ORLANDO, Fla. — One of the provisions of a new law aimed at police reform bans the arrest of anyone under the age of 7. 

It was in part inspired by and named after a young girl in Orlando who police arrested when she was just 6 years old.

On that day in 2019, then 6-year-old Kaia Rolle was led away from her school, crying and begging, with her hands restrained behind her in zip ties by two Orlando Police Department officers.  

The arresting officer, Dennis Turner, was fired.

Her grandmother Meralyn Kirkland says that experience haunts Rolle to this day. 

“In the morning sometimes driving her to school, if there’s a police car coming behind us with the lights on, she’ll be like ‘They’re coming for me!’ And I’ll be like ‘No, they’re not coming for you.’ And then when they pass she’d be like ‘Are they going to my school? Are they going to go arrest my friends?’” Kirkland said. 

Rolle says it was so scary, she would not want it to happen to anyone else. 

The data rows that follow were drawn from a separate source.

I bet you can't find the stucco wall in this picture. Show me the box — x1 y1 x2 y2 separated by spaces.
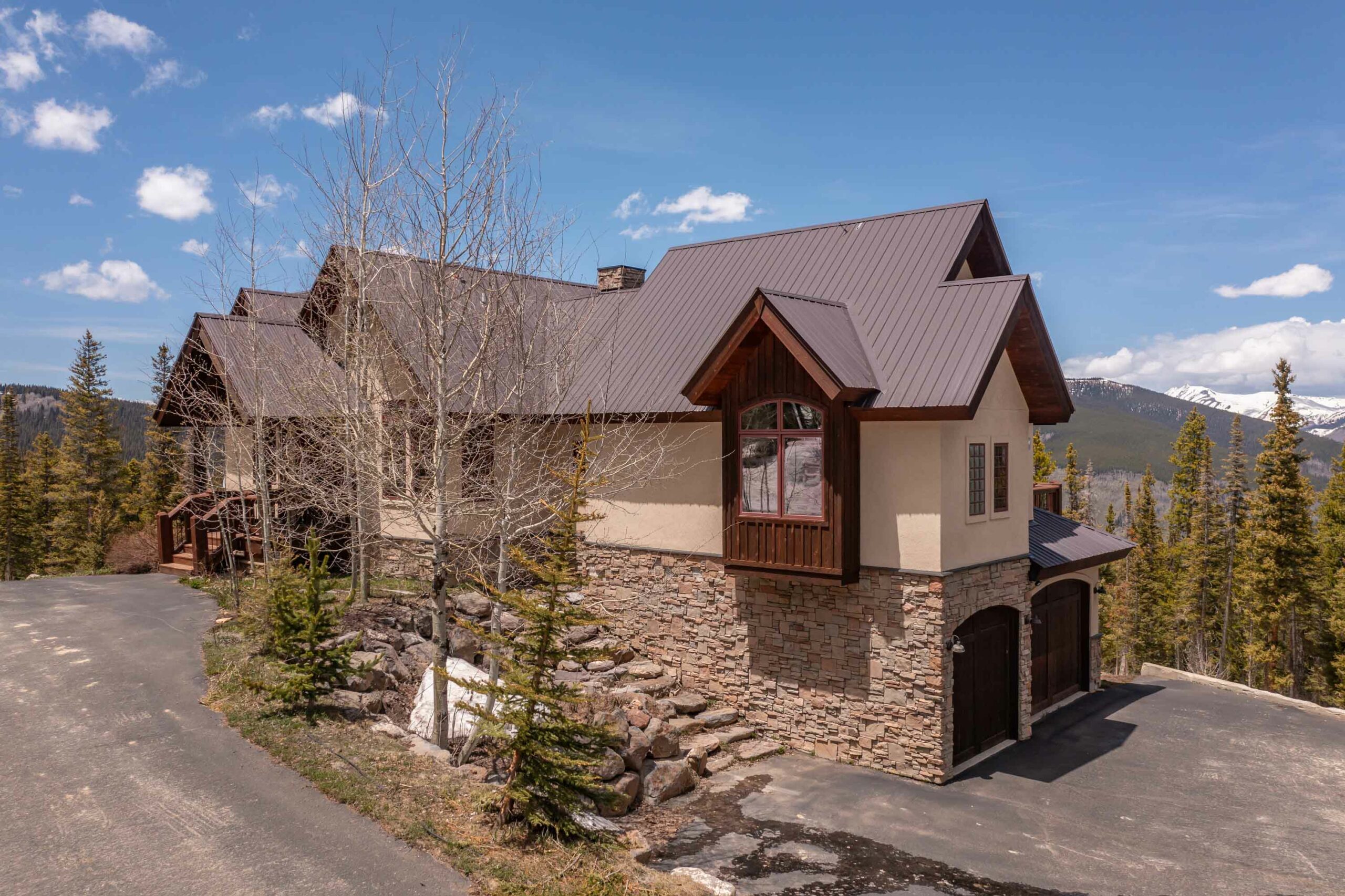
575 355 1032 573
585 422 723 556
939 354 1032 569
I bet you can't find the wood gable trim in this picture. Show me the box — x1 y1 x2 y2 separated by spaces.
682 288 873 408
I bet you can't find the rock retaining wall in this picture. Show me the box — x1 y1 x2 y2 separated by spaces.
584 545 1032 782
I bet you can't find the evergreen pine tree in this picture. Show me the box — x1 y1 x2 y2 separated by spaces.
456 416 613 836
1130 467 1172 666
0 389 28 581
1246 358 1316 697
1032 429 1056 482
1079 457 1092 526
1218 414 1247 678
19 432 60 572
1167 408 1210 545
1317 448 1345 705
265 533 360 723
1174 439 1225 674
1065 443 1084 522
130 345 183 525
47 330 121 572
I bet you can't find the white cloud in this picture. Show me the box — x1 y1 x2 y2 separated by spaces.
1215 265 1333 299
130 59 206 96
622 225 659 239
0 101 28 137
612 190 646 221
136 165 215 221
0 50 43 90
27 100 116 152
276 239 309 258
238 175 297 209
23 9 66 59
654 187 752 233
252 102 295 128
304 91 366 128
79 9 160 55
1062 318 1345 390
38 261 168 301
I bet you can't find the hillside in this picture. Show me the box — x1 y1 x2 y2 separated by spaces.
1041 379 1341 488
0 383 149 457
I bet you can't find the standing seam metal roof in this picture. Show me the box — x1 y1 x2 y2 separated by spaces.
576 201 1026 413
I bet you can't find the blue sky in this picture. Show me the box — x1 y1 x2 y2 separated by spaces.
0 2 1345 397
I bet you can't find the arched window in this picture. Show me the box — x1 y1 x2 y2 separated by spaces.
738 400 823 519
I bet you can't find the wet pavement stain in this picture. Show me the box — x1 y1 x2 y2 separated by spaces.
653 775 1083 896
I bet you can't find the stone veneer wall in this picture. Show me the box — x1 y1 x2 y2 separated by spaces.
584 545 1032 782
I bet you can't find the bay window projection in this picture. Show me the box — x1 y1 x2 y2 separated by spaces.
738 401 822 519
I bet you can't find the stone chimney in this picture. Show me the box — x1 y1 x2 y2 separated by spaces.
597 265 644 292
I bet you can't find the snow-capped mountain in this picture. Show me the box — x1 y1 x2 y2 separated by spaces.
1166 386 1345 441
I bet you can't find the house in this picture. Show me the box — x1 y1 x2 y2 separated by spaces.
158 201 1131 782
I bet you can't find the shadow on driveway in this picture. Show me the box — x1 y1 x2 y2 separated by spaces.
952 683 1163 783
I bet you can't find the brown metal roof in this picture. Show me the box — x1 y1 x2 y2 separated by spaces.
1028 507 1135 580
574 201 1072 421
198 315 342 419
229 287 308 323
761 289 878 389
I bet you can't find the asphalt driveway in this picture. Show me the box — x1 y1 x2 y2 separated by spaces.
0 575 467 896
658 678 1345 896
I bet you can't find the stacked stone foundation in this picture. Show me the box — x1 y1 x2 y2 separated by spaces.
584 545 1030 782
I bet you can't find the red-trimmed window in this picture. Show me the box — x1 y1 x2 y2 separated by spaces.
738 400 824 519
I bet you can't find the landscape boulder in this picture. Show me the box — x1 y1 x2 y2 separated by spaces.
593 747 625 780
696 706 738 728
453 589 491 618
642 759 697 803
617 728 649 772
598 772 640 818
665 690 709 716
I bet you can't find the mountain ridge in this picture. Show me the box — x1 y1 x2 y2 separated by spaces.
1041 378 1341 488
1163 383 1345 441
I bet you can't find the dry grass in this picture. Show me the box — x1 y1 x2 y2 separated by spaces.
192 581 703 896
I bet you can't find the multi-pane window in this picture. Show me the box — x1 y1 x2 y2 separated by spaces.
967 441 986 517
992 441 1009 514
738 401 823 518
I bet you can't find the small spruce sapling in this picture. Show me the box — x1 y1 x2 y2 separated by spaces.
452 414 615 836
266 533 362 723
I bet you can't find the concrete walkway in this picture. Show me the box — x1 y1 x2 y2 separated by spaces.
658 678 1345 896
0 575 467 896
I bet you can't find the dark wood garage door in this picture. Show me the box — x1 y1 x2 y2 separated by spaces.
1032 581 1088 713
952 607 1018 766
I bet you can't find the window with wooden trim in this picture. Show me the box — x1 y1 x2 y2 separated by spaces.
738 400 824 519
991 441 1009 514
967 441 986 517
461 422 495 501
382 403 433 498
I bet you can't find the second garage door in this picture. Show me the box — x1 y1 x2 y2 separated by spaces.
1032 581 1088 713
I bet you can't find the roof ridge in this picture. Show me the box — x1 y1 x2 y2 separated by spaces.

“I don’t anyone, ever in this whole entire world to ever go through what I’ve gone through,” Rolle said. 

That inspired her grandmother to push for change. 

For two years she worked with State Sen. Randolph Bracy (D-Orlando) to get a minimum age for arrests to be passed. 

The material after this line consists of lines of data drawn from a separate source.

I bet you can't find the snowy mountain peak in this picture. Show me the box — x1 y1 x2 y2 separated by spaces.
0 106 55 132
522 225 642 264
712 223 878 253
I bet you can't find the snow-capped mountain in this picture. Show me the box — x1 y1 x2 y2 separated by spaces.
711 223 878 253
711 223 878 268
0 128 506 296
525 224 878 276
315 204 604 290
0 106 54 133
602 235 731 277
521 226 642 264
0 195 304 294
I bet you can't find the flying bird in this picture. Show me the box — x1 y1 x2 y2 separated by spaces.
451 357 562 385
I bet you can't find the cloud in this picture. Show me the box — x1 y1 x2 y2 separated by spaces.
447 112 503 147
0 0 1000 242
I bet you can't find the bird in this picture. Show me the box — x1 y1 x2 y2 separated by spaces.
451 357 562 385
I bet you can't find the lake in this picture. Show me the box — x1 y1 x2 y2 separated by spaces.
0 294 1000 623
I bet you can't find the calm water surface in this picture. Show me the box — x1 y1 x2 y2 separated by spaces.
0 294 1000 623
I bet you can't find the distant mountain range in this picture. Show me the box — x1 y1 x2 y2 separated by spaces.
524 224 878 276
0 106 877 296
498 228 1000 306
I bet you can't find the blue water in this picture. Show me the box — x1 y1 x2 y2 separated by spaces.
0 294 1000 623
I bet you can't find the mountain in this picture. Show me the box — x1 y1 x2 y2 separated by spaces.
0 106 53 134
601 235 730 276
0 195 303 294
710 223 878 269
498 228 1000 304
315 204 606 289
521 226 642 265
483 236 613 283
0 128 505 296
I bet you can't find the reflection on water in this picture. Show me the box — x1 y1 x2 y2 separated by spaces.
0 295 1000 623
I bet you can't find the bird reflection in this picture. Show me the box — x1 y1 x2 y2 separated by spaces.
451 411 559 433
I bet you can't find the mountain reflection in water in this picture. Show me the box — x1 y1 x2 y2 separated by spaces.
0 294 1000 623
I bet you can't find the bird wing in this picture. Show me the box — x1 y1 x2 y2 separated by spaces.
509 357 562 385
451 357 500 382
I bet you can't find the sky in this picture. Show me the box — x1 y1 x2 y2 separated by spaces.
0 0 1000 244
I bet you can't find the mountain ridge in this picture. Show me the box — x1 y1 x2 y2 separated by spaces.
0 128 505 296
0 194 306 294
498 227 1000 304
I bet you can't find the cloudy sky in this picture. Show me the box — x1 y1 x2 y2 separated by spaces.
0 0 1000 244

Then finally in this session, lawmakers were able to get it through as part of HB 7501, which includes other police reforms. 

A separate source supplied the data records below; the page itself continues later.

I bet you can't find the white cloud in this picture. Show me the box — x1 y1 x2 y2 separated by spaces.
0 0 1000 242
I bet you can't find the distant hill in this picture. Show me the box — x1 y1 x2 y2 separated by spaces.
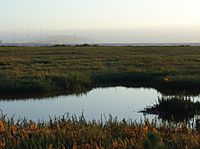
33 36 94 44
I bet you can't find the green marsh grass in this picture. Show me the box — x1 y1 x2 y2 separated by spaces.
0 46 200 94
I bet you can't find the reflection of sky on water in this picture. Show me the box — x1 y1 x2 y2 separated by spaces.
0 87 199 121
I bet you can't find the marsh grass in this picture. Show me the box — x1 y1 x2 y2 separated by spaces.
0 46 200 94
0 115 200 149
141 96 200 122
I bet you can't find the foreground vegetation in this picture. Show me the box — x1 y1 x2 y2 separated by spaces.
141 96 200 122
0 46 200 94
0 113 200 149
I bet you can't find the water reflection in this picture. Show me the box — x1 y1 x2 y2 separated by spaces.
141 96 200 122
0 87 199 121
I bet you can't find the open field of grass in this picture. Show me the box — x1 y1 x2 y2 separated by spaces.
0 46 200 94
0 116 200 149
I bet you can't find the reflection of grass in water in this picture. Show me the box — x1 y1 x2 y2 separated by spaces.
0 113 200 149
142 97 200 121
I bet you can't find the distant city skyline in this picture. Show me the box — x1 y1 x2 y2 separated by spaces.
0 0 200 43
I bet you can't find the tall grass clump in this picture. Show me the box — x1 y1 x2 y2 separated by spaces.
0 115 200 149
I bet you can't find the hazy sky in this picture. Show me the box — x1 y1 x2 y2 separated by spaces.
0 0 200 42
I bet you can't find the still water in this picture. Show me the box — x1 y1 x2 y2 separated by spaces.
0 87 199 121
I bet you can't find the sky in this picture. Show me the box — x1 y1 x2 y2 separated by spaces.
0 0 200 42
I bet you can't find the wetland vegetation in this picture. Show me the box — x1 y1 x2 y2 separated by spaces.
0 46 200 95
0 45 200 149
0 115 200 149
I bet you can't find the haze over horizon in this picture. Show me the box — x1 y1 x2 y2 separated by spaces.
0 0 200 43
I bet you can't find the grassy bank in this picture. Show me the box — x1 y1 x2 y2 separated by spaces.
0 46 200 94
0 116 200 149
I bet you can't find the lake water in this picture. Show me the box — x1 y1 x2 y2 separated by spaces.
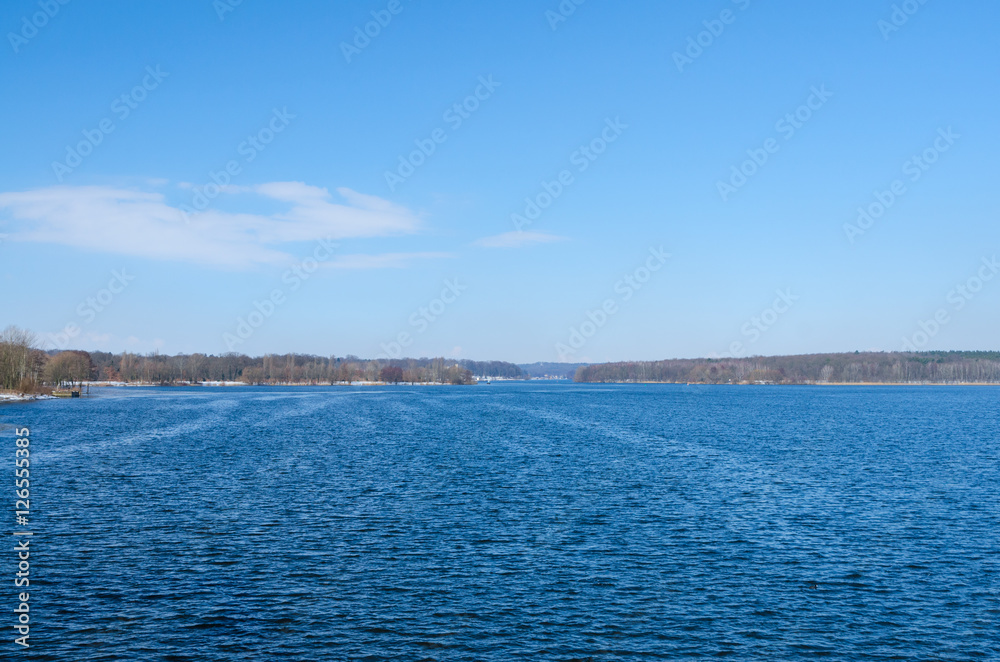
0 382 1000 662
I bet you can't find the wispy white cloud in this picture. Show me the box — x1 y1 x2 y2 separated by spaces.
328 253 455 269
474 231 568 248
0 182 421 269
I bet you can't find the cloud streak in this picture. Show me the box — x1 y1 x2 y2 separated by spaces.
0 182 421 269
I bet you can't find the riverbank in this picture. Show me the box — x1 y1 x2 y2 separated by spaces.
0 393 55 404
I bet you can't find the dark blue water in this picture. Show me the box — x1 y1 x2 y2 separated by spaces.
0 383 1000 662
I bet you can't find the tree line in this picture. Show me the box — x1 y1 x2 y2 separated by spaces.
574 352 1000 384
0 327 524 393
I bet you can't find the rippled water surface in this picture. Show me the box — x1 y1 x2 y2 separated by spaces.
0 383 1000 662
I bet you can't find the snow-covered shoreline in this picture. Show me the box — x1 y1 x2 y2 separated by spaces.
0 393 55 403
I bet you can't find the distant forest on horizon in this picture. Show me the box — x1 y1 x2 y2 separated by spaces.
574 351 1000 384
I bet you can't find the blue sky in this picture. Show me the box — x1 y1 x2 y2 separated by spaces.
0 0 1000 362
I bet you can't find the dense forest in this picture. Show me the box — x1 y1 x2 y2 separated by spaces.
575 352 1000 384
0 327 525 393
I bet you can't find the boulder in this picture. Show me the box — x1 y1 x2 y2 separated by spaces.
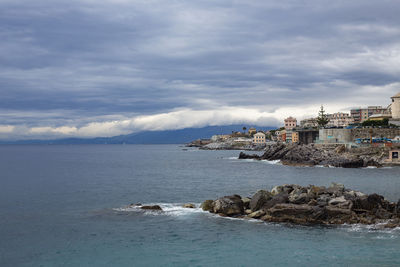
200 199 214 214
242 197 251 209
271 185 283 196
140 205 162 210
213 195 244 216
250 190 272 211
244 209 253 215
247 210 265 219
353 194 384 211
239 152 260 159
262 192 289 210
289 187 310 204
325 183 345 197
268 203 314 218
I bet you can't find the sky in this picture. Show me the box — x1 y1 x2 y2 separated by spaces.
0 0 400 140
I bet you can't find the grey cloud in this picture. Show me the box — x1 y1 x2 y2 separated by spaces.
0 0 400 138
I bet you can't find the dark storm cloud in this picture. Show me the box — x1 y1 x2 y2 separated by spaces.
0 0 400 138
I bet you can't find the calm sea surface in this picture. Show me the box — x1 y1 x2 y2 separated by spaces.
0 145 400 267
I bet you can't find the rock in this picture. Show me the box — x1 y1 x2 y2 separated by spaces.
242 197 251 209
268 204 314 218
239 152 260 159
248 210 265 219
262 192 289 210
353 194 384 211
239 143 384 169
128 203 142 208
140 205 162 210
202 184 400 227
335 145 346 154
200 199 214 214
307 185 326 198
213 195 244 216
271 185 283 196
396 199 400 215
250 190 272 211
328 196 348 206
289 187 310 204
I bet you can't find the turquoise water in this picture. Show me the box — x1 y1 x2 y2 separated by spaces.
0 145 400 266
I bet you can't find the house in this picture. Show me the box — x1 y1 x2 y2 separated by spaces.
285 117 297 130
386 148 400 163
248 127 257 136
389 93 400 126
253 132 266 144
292 132 299 143
327 112 354 127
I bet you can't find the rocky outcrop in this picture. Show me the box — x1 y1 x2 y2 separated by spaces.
239 143 384 168
202 183 400 227
140 205 162 210
213 195 244 216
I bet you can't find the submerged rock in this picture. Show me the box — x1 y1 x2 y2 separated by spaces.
239 143 384 169
140 205 162 210
213 195 244 216
182 203 196 209
202 184 400 227
200 199 214 211
250 190 272 211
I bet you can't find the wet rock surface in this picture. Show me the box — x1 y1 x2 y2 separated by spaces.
239 143 386 168
202 183 400 228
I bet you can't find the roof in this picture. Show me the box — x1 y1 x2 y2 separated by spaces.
391 93 400 98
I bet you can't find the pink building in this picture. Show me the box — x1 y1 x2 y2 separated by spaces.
285 117 297 130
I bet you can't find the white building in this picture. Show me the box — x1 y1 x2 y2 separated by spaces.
285 117 297 130
253 132 266 144
327 112 354 127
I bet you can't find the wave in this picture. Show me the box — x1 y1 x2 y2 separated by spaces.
226 157 281 165
113 203 206 217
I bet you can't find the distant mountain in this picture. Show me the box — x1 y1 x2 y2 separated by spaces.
0 125 274 144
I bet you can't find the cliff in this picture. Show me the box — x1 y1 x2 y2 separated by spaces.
239 143 388 168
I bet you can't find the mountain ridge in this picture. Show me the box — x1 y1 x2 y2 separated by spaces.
0 124 274 145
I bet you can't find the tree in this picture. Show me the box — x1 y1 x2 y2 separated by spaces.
317 106 329 128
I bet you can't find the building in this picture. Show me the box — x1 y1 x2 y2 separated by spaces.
368 114 392 121
386 148 400 163
389 93 400 126
248 127 257 136
285 117 297 130
253 132 266 144
211 134 231 142
292 132 299 143
275 130 286 142
285 130 293 144
318 129 354 144
300 118 318 128
297 129 319 145
327 112 354 127
350 106 390 123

“We’re very, very grateful to get it to age 7 because every journey starts with the first step,” Kirkland said. 

It is only a first step, she says, because they were pushing for the minimum age to be 12.

Rolle is now 8 years old, so she is not even protected by the law she helped inspire. 

“We’re gonna continue the fight to get it to age 12,” Kirkland said. 

So that her grandaughter, and thousands more like her, can just focus on being a kid. 

Kirkland says she has since heard from others in different states where there is no minimum arrest age. 

So she hopes the law Rolle inspired will start a movement nationwide.